Vectorizing a loop through lines of data frame R w

2019-09-05 22:34发布

问题:

Yet another apply question.

I've reviewed a lot of documentation on the apply family of functions in R (and use them quite a bit in my work). I've defined a function myfun below which I want to apply to every row of the dataframe inc. I think I need some variant of apply(inc,1,myfun) I've played around with it for a while, but still can't quite get it. I've included a loop which achieves exactly what I want to do... it's just super slow and inefficient on my real data which is considerably larger than the sample data I've included here.

I expect it's a quick fix, but I can't quite put my finger on it... maybe something with special argument ... to apply?

English version of what the code below does: I want to look at all the Submit Dates in the inc dataframe and find for each of these dates, how many rows in chg there are where chg$Submit.Date is within some range of the inc$Submit.Date. Where the range is controlled by fdays and bdays in myfun

setting up some fake data

chgdf <- data.frame(Submit.Date=as.Date(c("2013-09-27", "2013-09-4", "2013-08-01", "2013-06-24", '2013-05-29', '2013-08-20')), ID=c('001', '001', '001', '001', '001', '005'), stringsAsFactors=F)
incdf <- data.frame(Submit.Date=as.Date(c("2013-10-19", "2013-09-14", "2013-08-22", '2013-08-20')), ID=c('001', '001', '002', '006'), stringsAsFactors=F)

the function i want to apply to every line of the data frame inc

myfun <- function(tdate, aid, chg=chgdf, inc=incdf, fdays=30, bdays=30) {
  fdays <- tdate+fdays
  bdays <- tdate-bdays
  chg2 <- chg[chg$ID==aid & chg$Submit.Date<fdays & chg$Submit.Date>bdays, ]
  ret <- nrow(chg2)
  return(ret)
}

works for one line of inc dataframe

tdate <- inc[inc$ID==aid, 'Submit.Date'][1]
myfun(tdate, aid='001', bdays=50, fdays=100)

works but slow...with full dataset

inc$chgw <- 0
for(i in 1:nrow(inc)){
  aid <- inc$ID[i]
  tdate <- inc$Submit.Date[i]
  inc$chgw[i] <- myfun(tdate, aid, bdays=50, fdays=100)
}

回答1:

First, when you call apply all values are coerced to strings, so you need to convert tdate before using it. Otherwise you're trying to add days to a string:

tdate <- as.Date(tdate)
fdays <- tdate+fdays
bdays <- tdate-bdays

Second, you call apply(inc, 1, myfun). Note that in that case you're passing a single parameter to myfun (the whole row), and not several parameters as myfun is supposed to receive.

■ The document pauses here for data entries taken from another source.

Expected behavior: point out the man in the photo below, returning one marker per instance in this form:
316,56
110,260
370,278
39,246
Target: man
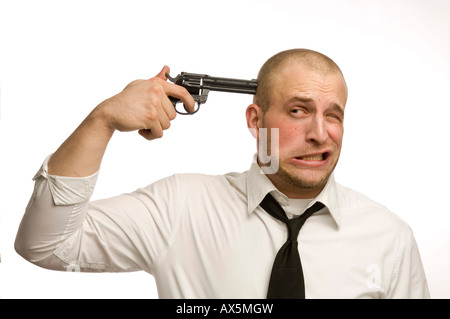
208,236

Solution 1: Change your function to receive a whole row of the dataframe and call as you did:

myfun <- function(row, chg=chgdf, inc=incdf, fdays=30, bdays=30) {
  tdate <- as.Date(row[1])
  fdays <- tdate+fdays
  bdays <- tdate-bdays
  chgdf2 <- chgdf[chgdf$ID==row[2] & chgdf$Submit.Date<fdays & chgdf$Submit.Date>bdays, ]
  ret <- nrow(chgdf2)
  return(ret)
}
> apply(inc, 1, myfun)
[1] 1 2 0 0

Solution 2: Call apply using all parameters in the function call:

myfun <- function(tdate, aid, chg=chgdf, inc=incdf, fdays=30, bdays=30) {
  fdays <- tdate+fdays
  bdays <- tdate-bdays
  chgdf2 <- chgdf[chgdf$ID==aid & chgdf$Submit.Date<fdays & chgdf$Submit.Date>bdays, ]
  ret <- nrow(chgdf2)
  return(ret)
}
> apply(inc, 1, function(row) myfun(as.Date(row[1]), row[2]))
[1] 1 2 0 0

I personally prefer the second solution, because it gives you the possibility to change the default values of your other parameters in myfun:

> apply(inc, 1, function(row) myfun(as.Date(row[1]), row[2], bdays=50, fdays=50))
[1] 2 3 0 0


回答2:

Similar to Julian's answer:

sapply(
  split(incdf, 1:nrow(incdf)), 
  function(x) do.call(myfun, c(unname(x), bdays=50, fdays=100))
)

Here I don't use apply because apply will coerce the whole row to the same type, which may not be desirable. Note we need to unname(x) because your df doesn't have the same column names as args to your function.